For doubters, let me point out that the retail industry has been a big consumer of architected services for electronic data interchange—EDI, the stuff that transfers purchase orders and payments and so forth. Data on current SaaS spending is hard to break out from company sources, but my surveys have shown retail firms to be early adopters of SaaS as well.
How about opportunities for network services and NFV-based services? These are likely tied pretty closely to what companies are spending on network equipment. The industries leading that category are (again omitting IT and networking companies themselves) our old friend credit intermediation followed by miscellaneous scientific and technical services. This last category also ranks high in use of integration services, which would suggest it’s a good target for network-as-a-service.
Or perhaps you see network and cloud opportunities arising where companies have a very large investment in personal computers and distributed elements? Two old friends here, retail trade and miscellaneous scientific and technical services. So the same top industries show up using this metric as well.
This total-spending measurement is a good opportunity gauge, but it may not reflect the level of acceptance.
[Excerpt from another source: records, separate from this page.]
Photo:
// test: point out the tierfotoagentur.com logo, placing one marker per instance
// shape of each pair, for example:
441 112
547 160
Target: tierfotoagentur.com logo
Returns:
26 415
We can also look at firms by how much of their IT budget is spend on centralized IT, distributed IT, networking, and integration. In terms of percent spent on central IT the banks and credit firms top the list and retail is down in the standings quite a bit. The industries with the largest percentage of budget spent on distributed IT are petroleum and coal products and printing and related activities. Networking as a percent of total spending is highest for machinery firms, food-beverage-tobacco, and our miscellaneous scientific and technical services. Integration spending is highest as a percentage in construction, ambulatory health care, and apparel.
Whatever measure you use to rank industries, the next step is to get a density map of that particular NAICS across your prospecting geography. If you know you want to target our favorite “miscellaneous scientific and technical services” you look for metro areas or other points where that NAICS is found most often. If you have access to more refined data (typically from commercial rather than government sources) you may be able to get the density plot for headquarters locations only, which is better since in most cases technology buying is done from the company HQ.
With knowledge of NAICS and some further insight on things like how much the NAICS outsources and how its budgets are spent overall, it’s possible to determine what messages would likely resonate. My surveys show that companies with very centralized IT have strong CIO organizations and are less likely to favor things like SaaS, where companies with more distributed IT are the opposite. That helps not only in generating collateral for sales use, but also in deciding the kind of reference accounts that would be considered most valuable.
The point of this is that NFV and SDN and the cloud are all selling into a world where IT is the rule and not the exception, and by understanding how IT dollars are currently spent, you can optimize getting some of those dollars for your early SDN or NFV services.